What data do AI chatbots collect?

AI chatbots typically collect your conversation text, IP address, device information, timestamps, and usage patterns. Most platforms use this data to train future models by default unless you manually opt out in your privacy settings,

Can AI companies read my conversations?

Yes. Human reviewers at companies like OpenAI, Anthropic, and Google may access your conversations for safety monitoring and quality assurance. Using privacy modes or opting out of training reduces but does not eliminate this possibility.

Is running AI locally better for privacy?

Running AI locally is the most private option available. Tools like Ollama and LM Studio process everything on your device with no data sent to external servers. The trade-off is that local models are typically less powerful than cloud-based options like ChatGPT or Claude.

Does a VPN help with AI privacy?

A VPN hides your IP address from AI providers, which adds a layer of anonymity. However, it does not prevent the AI platform from collecting your conversation data.
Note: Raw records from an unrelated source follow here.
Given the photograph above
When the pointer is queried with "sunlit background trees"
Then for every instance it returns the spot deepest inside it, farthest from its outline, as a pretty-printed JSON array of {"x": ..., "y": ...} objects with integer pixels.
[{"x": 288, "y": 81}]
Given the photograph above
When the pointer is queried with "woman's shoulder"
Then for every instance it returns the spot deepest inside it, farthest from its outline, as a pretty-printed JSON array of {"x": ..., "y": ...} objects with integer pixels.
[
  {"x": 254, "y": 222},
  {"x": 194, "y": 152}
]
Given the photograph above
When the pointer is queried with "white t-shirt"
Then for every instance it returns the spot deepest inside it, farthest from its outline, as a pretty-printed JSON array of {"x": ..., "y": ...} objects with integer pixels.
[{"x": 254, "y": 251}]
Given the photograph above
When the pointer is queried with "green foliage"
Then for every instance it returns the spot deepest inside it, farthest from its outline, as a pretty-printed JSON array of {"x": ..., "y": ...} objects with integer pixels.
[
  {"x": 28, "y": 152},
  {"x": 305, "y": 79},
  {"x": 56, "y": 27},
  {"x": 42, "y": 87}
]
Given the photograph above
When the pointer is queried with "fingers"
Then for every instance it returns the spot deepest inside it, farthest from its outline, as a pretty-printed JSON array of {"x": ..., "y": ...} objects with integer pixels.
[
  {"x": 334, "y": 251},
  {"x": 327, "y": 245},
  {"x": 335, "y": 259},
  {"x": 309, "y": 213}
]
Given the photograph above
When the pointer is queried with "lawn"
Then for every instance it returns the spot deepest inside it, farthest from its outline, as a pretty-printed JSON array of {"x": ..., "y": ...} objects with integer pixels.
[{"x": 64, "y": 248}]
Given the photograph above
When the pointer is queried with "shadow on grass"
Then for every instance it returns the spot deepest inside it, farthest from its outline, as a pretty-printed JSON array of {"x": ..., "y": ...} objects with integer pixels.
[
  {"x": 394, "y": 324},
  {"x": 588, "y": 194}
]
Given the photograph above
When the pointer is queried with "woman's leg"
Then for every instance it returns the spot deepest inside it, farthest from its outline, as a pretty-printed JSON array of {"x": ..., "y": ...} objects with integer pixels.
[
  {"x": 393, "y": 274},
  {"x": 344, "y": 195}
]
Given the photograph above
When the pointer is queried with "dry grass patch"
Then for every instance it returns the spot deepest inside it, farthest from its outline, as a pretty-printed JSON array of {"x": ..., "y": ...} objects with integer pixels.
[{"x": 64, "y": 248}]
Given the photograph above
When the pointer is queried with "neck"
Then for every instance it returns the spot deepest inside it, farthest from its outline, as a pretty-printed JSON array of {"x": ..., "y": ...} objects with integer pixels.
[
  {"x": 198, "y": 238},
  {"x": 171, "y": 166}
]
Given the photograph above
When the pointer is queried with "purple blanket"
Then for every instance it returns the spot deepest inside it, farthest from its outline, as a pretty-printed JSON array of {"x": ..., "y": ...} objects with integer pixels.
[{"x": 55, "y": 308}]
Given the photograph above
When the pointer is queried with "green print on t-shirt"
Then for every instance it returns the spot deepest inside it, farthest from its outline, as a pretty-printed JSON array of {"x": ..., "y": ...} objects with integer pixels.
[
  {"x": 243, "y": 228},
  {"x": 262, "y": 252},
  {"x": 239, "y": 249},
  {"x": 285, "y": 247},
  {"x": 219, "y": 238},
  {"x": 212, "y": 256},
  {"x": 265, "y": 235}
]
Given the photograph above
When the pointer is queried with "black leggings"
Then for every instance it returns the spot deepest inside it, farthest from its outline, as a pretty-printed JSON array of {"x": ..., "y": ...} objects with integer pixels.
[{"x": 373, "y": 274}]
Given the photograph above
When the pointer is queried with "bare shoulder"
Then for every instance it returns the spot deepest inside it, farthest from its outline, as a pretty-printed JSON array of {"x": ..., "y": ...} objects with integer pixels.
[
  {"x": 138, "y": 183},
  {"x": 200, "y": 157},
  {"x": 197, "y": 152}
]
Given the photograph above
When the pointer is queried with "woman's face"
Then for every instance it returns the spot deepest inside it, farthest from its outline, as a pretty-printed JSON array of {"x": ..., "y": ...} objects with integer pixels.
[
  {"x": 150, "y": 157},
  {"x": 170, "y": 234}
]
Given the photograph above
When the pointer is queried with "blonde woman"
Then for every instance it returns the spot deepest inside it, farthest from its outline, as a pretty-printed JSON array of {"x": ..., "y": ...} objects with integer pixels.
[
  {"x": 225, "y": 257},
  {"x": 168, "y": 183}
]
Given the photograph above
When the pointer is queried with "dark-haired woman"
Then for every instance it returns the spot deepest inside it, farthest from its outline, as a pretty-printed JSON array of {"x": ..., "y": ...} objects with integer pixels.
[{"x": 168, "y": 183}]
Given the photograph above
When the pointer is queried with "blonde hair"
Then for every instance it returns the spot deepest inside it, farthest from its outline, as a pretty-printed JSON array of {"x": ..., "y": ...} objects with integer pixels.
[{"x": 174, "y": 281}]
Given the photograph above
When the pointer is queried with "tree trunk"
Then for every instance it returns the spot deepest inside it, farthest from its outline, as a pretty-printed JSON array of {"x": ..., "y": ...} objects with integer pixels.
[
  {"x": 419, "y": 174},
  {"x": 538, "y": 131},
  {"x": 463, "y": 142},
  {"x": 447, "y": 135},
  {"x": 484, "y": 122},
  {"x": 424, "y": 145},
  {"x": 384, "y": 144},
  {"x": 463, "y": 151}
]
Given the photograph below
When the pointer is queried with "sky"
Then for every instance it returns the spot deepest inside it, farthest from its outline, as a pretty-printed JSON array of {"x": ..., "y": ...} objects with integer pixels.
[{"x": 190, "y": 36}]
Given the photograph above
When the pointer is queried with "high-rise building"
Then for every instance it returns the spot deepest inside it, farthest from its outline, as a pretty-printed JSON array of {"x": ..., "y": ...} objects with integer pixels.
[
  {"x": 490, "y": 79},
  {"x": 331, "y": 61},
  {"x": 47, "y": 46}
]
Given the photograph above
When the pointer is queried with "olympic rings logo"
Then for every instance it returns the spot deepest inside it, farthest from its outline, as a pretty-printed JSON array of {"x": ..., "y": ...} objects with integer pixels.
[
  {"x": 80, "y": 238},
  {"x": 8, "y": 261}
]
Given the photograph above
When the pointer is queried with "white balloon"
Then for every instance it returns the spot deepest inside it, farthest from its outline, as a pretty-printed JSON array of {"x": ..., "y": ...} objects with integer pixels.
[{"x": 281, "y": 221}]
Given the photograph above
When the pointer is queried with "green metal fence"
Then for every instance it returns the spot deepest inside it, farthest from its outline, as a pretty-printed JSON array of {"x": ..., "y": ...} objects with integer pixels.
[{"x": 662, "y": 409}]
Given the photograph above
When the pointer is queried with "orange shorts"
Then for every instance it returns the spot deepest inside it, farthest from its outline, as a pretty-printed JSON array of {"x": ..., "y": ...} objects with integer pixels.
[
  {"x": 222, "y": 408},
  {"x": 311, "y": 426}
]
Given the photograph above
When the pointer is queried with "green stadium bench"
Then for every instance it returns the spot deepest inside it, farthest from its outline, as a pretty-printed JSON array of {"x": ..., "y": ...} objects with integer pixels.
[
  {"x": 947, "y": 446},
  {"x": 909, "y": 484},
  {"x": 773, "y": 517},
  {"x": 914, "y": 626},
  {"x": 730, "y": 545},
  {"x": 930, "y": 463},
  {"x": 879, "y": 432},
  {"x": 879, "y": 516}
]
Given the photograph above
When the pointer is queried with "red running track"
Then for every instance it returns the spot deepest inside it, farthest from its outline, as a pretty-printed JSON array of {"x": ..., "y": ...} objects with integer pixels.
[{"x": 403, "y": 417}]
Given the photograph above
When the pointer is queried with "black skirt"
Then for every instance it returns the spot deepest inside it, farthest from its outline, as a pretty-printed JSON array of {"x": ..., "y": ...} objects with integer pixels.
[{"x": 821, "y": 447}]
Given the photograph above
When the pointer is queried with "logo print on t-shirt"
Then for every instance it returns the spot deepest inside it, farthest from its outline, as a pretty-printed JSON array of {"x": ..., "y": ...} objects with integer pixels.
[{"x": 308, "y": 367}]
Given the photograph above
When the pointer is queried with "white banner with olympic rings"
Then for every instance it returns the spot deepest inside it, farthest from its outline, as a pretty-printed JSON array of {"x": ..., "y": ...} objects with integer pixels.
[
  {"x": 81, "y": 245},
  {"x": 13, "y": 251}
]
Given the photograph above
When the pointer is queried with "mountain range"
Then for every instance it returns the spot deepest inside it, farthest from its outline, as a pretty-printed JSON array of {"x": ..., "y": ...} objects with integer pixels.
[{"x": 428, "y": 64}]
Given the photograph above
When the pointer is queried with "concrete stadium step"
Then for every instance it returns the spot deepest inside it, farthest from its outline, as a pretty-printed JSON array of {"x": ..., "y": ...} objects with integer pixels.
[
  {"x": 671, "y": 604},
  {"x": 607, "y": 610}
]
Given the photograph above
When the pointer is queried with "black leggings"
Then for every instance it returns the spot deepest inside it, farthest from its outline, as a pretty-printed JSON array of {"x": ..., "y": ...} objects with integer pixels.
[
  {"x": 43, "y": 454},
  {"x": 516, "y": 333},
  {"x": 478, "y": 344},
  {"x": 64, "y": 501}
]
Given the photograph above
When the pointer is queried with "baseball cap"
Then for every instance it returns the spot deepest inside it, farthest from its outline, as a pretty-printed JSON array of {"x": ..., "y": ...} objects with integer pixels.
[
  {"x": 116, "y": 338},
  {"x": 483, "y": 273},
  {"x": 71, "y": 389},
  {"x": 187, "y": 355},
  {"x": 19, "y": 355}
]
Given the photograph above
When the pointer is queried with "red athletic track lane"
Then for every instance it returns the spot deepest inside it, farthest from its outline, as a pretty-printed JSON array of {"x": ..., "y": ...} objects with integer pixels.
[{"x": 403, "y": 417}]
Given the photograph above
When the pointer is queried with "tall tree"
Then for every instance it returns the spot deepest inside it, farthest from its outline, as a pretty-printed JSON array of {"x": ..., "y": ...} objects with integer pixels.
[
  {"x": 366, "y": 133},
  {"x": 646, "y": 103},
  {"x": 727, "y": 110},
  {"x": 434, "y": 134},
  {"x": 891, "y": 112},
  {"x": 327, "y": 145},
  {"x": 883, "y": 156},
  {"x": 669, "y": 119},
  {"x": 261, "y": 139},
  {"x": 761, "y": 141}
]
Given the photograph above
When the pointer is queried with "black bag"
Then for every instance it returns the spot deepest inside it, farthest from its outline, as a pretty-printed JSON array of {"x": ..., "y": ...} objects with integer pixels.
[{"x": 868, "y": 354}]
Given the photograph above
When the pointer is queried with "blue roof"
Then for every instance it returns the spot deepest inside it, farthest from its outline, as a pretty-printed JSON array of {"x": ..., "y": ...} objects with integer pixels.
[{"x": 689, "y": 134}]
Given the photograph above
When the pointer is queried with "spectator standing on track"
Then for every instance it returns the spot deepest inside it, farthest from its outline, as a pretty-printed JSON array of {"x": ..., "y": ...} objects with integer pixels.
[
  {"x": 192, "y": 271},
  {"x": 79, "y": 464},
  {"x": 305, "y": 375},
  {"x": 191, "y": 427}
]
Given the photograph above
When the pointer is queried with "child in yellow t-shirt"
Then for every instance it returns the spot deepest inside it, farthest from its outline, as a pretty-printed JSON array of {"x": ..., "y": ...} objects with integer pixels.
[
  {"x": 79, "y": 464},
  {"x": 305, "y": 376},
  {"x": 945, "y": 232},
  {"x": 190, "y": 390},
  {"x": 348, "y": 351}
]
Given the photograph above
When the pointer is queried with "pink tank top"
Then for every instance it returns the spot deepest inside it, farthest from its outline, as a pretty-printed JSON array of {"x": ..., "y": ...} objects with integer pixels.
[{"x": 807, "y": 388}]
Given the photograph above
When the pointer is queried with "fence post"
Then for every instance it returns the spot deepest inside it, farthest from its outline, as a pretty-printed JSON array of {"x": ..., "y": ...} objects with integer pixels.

Use a VPN alongside privacy settings and temporary chat modes for the best protection.

Are AI privacy laws protecting consumers in 2026?

Yes. California’s AI transparency laws (SB-942, AB 2013) took effect January 1, 2026, and Colorado’s AI Act follows on June 30, 2026. The EU AI Act is also rolling out new provisions. These laws give consumers rights to transparency, explanation, and appeal when AI systems make decisions that affect them.